Distributed architectures like Microservices have been trending for quite a while. At the same time, there still exist plenty of monolithic systems in the wild. Monoliths are not generally bad. Architectural styles, like the micro-kernel architecture, organize complex monolithic codebases. But confining many developers to a single deployable artifact creates challenges. It is very hard to optimize a monolithic codebase for heterogenous features. Additionally, the developers remain closely coupled during their work and during deployment.
Regardless of their architecture, some monoliths become legacy. These systems typically provide important business capabilities, but everyone that must deal with them is unsatisfied.
- Developers are slowed down by highly coupled and complex code, outdated frameworks and untested behavior.
- Ops-Admins are worrying about frequent production-failures
- Managers are frustrated by increased cost, reduced time-to-market or bad performance.
When the collective pain becomes too much, it is time to migrate these legacy monoliths. This article summarizes some of the most useful migration patterns related to the data and logic of a monolith.
The most integral part for every migration is agreeing on clear goals. The how is less important than the why. Only through a common understanding of goals, these long journeys can be successful.
- Improve scalability to handle peak loads
- Maximizing developer efficiency to free up IT budget
- Shorten time-to-market to be faster than the competitors
Migrating the Monolith
Effective migrations need to take more than just the code into account. Selecting the right migration patterns for business data is just as relevant.
Migrating features outside of the Monolith with Strangler Fig
The idea behind this migration pattern is to gradually stop using features of the legacy system and switch to migrated features instead. Originally proposed by Martin Fowler, this pattern is described through the plant Strangler Fig which slowly encircles (strangles) a tree until it is strong enough to stand on its own1.
On the outset, legacy features are accessed by the outside world through APIs.

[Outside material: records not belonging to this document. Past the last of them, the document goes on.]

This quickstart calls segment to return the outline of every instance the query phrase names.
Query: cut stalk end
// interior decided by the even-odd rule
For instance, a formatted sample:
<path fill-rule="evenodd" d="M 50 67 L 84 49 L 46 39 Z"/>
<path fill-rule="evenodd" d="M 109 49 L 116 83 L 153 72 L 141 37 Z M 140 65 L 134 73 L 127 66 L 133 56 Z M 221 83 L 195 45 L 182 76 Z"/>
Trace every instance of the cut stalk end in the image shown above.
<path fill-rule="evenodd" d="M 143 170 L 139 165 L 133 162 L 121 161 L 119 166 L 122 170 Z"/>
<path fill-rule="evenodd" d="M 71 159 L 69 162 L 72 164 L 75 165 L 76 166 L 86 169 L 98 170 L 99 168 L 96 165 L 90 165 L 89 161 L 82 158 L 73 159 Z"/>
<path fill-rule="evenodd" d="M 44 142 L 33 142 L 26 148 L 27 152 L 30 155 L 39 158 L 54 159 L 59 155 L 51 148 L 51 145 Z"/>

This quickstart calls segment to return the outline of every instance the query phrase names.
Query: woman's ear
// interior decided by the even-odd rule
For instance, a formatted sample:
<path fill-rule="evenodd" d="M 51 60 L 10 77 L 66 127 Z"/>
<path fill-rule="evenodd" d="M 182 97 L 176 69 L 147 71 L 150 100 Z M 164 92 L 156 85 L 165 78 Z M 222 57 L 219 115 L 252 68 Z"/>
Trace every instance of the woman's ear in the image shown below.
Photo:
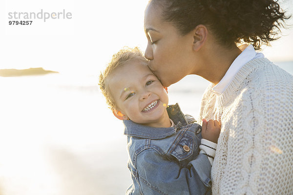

As preparation, a reverse proxy is placed between the outside world and the monolith.
Next a new application can be created which iteratively implements individual features of the API.
How the new application is created can be decided based on the internal coupling of the legacy monolith. Either by re-implementing existing features from scratch or re-using code from the legacy system through copy and own or even shared libraries.
After migrated features have been finalized, the reverse proxy is used to route API calls to the new application, effectively shutting down the feature in the monolith.
The legacy feature is not removed immediately. In fact, changes to the legacy system are avoided. This enables A/B testing between the API-output of the legacy feature and the migrated feature, while also providing a safety net. If bugs are found in the migrated feature, the legacy feature can be re-activated any time. The actual legacy removal can be done whenever suitable.
This has the huge benefit, that migrated features can be implemented iteratively to production maturity. The actual migration itself is then swift and, if need be, reversible.
The greatest challenges for this pattern are changes conducted during the migration. It is most tempting to perform in-depth optimizations when migrating features. Unfortunately, this defeats comparability to the legacy monolith. It is recommended to perform feature-changing optimizations only after a successful migration.
If there is too much coupling within the monolith to identify a sufficiently separateable feature, it might be necessary to organize the monolith internally beforehand. How this can be done is described in the following pattern.
Organizing the Monolith internally through Branch by Abstraction
Sometimes it is not possible to identify a sufficiently decoupled feature to migrate outside of the monolith. In these cases, the legacy monolith must be refactored beforehand. The branch by abstraction pattern helps to conduct this.
The identified feature is first wrapped by an abstraction (i.e., an interface). All dependent features are then migrated to use the abstraction instead of the concrete feature implementation.
Once wrapped behind an abstraction, a new and improved implementation can be added. This new implementation does not even have to reside within the monolith.
Like Strangler Fig, the actual legacy implementation is not changed (besides adding the abstraction). The migration keeps the legacy feature as a safety net and can compare the behavior of the migration with its legacy counterpart.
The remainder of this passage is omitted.